- 6 years ago
- Wedding: May 2014
My grandmother and my mom have both brought up my weight in the past few weeks. I know that this is a pretty common topic for brides, but… Gah!
My mom actually brings up my weight all the dang time… She’s mostly vegan (otherwise vegetarian) and does yoga pretty consistently… But she used to be bigger than me about a year ago. I was vegetarian until I started dating my FI, and I’ve put on a decent amount of weight in the past year. A lot of it is muscle, but I also have bigger hips/ lovehandles and boobs than ever before.

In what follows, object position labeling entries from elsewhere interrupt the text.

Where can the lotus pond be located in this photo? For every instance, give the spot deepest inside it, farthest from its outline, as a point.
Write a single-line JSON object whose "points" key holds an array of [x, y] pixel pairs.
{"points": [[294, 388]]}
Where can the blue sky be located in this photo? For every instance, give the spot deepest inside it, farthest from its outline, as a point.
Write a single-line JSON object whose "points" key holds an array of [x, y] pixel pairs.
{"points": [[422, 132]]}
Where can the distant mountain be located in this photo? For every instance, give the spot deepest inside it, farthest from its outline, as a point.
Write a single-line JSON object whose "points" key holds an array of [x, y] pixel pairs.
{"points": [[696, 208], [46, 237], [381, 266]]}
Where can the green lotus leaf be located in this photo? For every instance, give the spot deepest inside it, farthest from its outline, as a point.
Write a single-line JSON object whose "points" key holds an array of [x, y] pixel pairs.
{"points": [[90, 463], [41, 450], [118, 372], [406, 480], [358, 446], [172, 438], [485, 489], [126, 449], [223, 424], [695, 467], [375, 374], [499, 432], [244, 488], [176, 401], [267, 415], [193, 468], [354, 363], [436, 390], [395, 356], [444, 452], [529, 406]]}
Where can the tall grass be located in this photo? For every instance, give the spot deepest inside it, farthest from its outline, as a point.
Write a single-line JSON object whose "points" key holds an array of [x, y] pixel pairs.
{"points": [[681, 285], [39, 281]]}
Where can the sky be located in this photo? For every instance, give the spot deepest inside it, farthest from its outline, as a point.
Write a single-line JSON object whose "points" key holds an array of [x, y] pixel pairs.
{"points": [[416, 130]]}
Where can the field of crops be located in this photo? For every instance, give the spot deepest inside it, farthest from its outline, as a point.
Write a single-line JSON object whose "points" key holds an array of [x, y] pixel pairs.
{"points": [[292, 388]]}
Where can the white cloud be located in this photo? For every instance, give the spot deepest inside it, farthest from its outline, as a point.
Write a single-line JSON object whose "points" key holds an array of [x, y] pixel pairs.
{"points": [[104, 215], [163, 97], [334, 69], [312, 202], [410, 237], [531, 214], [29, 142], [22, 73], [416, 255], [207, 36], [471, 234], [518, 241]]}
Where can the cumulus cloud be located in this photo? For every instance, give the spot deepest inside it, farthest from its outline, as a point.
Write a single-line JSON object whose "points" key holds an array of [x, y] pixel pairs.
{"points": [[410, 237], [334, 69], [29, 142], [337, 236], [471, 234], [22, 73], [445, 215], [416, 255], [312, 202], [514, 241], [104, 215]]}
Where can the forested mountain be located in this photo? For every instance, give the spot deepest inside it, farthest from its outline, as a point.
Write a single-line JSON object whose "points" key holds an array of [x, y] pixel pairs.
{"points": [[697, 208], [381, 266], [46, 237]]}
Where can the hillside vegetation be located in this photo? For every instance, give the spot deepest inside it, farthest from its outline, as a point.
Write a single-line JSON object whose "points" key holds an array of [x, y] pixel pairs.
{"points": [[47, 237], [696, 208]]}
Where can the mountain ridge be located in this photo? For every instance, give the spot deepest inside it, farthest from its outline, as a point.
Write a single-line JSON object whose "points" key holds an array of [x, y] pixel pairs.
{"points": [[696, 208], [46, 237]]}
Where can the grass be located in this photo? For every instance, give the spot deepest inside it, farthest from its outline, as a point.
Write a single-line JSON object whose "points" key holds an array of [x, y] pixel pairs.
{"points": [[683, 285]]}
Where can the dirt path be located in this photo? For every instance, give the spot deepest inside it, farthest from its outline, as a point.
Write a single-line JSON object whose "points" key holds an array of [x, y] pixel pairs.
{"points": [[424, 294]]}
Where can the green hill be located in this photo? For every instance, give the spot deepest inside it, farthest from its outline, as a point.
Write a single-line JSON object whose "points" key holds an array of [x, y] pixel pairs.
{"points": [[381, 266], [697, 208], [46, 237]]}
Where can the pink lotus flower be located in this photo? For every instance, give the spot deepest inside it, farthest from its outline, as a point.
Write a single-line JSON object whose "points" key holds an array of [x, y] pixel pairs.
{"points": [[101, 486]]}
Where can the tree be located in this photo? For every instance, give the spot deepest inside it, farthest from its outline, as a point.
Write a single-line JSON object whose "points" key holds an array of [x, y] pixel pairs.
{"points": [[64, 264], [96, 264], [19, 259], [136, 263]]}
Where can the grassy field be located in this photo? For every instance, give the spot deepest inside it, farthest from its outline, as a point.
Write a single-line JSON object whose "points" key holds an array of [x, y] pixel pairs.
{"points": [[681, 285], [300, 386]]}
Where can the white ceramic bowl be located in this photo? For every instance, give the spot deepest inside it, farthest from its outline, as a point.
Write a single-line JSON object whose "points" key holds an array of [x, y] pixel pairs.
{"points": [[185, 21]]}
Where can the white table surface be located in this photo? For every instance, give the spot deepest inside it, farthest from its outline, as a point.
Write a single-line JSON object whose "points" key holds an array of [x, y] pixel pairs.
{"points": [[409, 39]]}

I know my mom is just trying to get me to be more health-conscious, but it’s pretty obnoxious. Especially when she tries to give me her old clothes telling me “they just fall right off of me now, but they’ll MAYBE fit you when you lose a few pounds.”
My grandmother the other day brought up two points at random. She asked 1. How my FI felt about me being “fat” and 2. that I need to lose some weight before I “start having babies”.
My FI loves my body and I’ve always been comfortable in my own skin. I’m not morbidly obese, and if I can get heads to turn when I’m dressed up and looking cute, I think I’m doing okay. (Sorry if that sounded cocky.)
If FI and I decide to have kids (currently we think it’s a bad idea since we’re in our 20’s and broke, but we’d like to maybe in the future), then yeah, a lot of things have to change… My diet, vitamin intake, and excercise routine would change up. I wouldn’t want to bring someone into this world predisposed to health issues.
I never thought twice about losing weight for the wedding until these past few days. I know that it’s a day to celebrate our love for each other, but I guess I’m afraid that my mother and grandmother (and maybe FMIL and a few others) might look up at me standing at the altar and think “Geez, how did a whale fit into a wedding dress?”
Kidding, kind of.
I don’t even know what I’m looking for here as far as advice goes. FI thought it was stupid that I’m upset about this… He said the typical (but adorable) thing for a fiance to say in this situation: “You’ll look beautiful no matter what, but I love you the way you are right now.” I just… I dunno. Bleh.
I think this is the first time I’ve felt really self-concsious about myself since maybe middle school.